Luis Arnoldo Colato Hernández
Educador
En una escuela del sur de la capital, un profesor realizó junto a sus alumnos un ejercicio para demostrar una tesis expuesta por Maquiavelo hace 500 años: todo actuar es determinado por la manipulación.
Durante un recreo envió al más inquieto de sus alumnos al centro de la cancha, para que mirara al cielo, mientras desde la distancia midió junto al resto de su grado, la respuesta de los estudiantes en su derredor.

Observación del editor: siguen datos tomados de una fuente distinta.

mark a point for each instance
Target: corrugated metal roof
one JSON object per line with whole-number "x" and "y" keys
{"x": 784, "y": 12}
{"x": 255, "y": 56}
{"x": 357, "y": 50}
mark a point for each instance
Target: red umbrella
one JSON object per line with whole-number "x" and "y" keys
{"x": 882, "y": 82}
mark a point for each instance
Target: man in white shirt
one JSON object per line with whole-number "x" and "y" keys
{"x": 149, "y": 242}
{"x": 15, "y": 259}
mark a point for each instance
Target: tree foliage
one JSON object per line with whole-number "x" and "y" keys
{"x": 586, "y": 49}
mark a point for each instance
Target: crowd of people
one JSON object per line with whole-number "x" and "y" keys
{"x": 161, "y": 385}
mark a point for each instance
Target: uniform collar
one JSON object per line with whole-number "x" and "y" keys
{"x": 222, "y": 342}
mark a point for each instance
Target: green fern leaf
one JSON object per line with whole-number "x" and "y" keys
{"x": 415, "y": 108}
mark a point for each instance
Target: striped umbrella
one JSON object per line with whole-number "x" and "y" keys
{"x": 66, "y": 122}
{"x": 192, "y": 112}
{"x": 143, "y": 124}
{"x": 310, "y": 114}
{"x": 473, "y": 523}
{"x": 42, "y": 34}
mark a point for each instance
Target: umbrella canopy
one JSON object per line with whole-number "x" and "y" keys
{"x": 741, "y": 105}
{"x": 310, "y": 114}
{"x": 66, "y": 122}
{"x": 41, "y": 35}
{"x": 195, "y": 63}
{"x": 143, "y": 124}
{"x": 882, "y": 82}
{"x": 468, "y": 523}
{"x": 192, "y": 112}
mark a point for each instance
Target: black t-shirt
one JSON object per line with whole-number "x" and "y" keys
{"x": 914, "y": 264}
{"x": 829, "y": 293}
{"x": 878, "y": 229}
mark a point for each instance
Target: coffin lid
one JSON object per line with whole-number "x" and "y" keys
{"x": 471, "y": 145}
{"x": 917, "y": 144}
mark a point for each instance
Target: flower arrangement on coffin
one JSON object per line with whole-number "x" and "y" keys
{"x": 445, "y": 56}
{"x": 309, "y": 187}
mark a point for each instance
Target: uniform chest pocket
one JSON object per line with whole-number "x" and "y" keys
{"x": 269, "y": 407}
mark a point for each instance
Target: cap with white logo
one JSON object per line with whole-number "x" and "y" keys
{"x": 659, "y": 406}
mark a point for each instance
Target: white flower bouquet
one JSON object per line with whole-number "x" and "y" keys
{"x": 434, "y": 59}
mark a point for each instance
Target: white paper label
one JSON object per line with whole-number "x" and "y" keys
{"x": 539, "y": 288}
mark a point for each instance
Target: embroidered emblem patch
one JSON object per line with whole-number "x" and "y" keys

Apenas dos minutos después, tuvo a media docena de compañeros rodeándolo, oteando el horizonte buscando lo que el primero aparentaba observar; dos minutos después era el triple, y algunos ya suponían haber encontrado lo que todos buscaban, sin realmente saber qué buscaban. Seis minutos después los juegos se interrumpieron en la cancha, y todos, incluso dos docentes que desconocían del ejercicio y cuidaban la zona, se sumaron a la búsqueda.
En ese punto aquel estudiante inquieto, había ya dejado a todos buscando, y sumado al resto de su grupo, donde todos, incluso, el docente se desternillaba de risa al unísono al observar aquella respuesta, que superó por mucho lo que habían anticipado.
Porque la naturaleza humana es así.
Goebbels llevó esto a su máxima expresión, cuando con propaganda manipuló al pueblo más educado de Europa, el alemán, instrumentalizando sus respuestas a favor de los intereses nazis.
Y todos conocemos los resultados.
La cosa se reduce a la siguiente regla: “…repite 100 veces una mentira como verdad, y será la verdad absoluta…” [Joseph Goebbels, 1932], lo que vemos a diario con afirmaciones que no resisten el más mínimo examen, pero que todos aceptan, porque todos lo repiten.
Así vemos a la mayoría todavía afirmando que los productos chinos son defectuosos, a pesar de que todo, absolutamente todo se fabrica en China, y cumplen con los estándares de calidad que occidente impuso, o a Trump afirmando que Venezuela es la vía por donde se canalizan los embarques de droga a EU y Europa, cuando la DEA y las UN demostraron lo contrario, y ahora, el tribunal que procesa al presidente Maduro lo descalifica como una falacia descarada.
Porque tales afirmaciones son el producto de una narrativa perversa e interesada políticamente.
La razón objetiva: Trump afirmó días antes del ataque terrorista a Caracas, que era todo por apropiarse, entiéndase, robarse, el petróleo venezolano.
Esto movió a muchos a aceptar así nada más, lo afirmado por Trump.
Pero los que llegan a intentar robar el petróleo son los estadounidenses.
Quienes llegaron a destruir un hospital infantil y una distribuidora de agua fueron estadounidenses.
Quienes asesinaron a 100 personas el pasado 3 de enero, y 80 más antes, fueron los estadounidenses.
Quienes secuestraron ilegalmente a un presidente legítimo, fueron los estadounidenses.
El papel de la propaganda es realmente brutal, pues tergiversa hechos y modela opiniones para favorecer un algo que, de otro modo, rechazaremos.
Debemos aprender a diferenciar la verdad de la propaganda.
Debemos aprender a no permitirnos ser instrumentalizados por intereses perversos.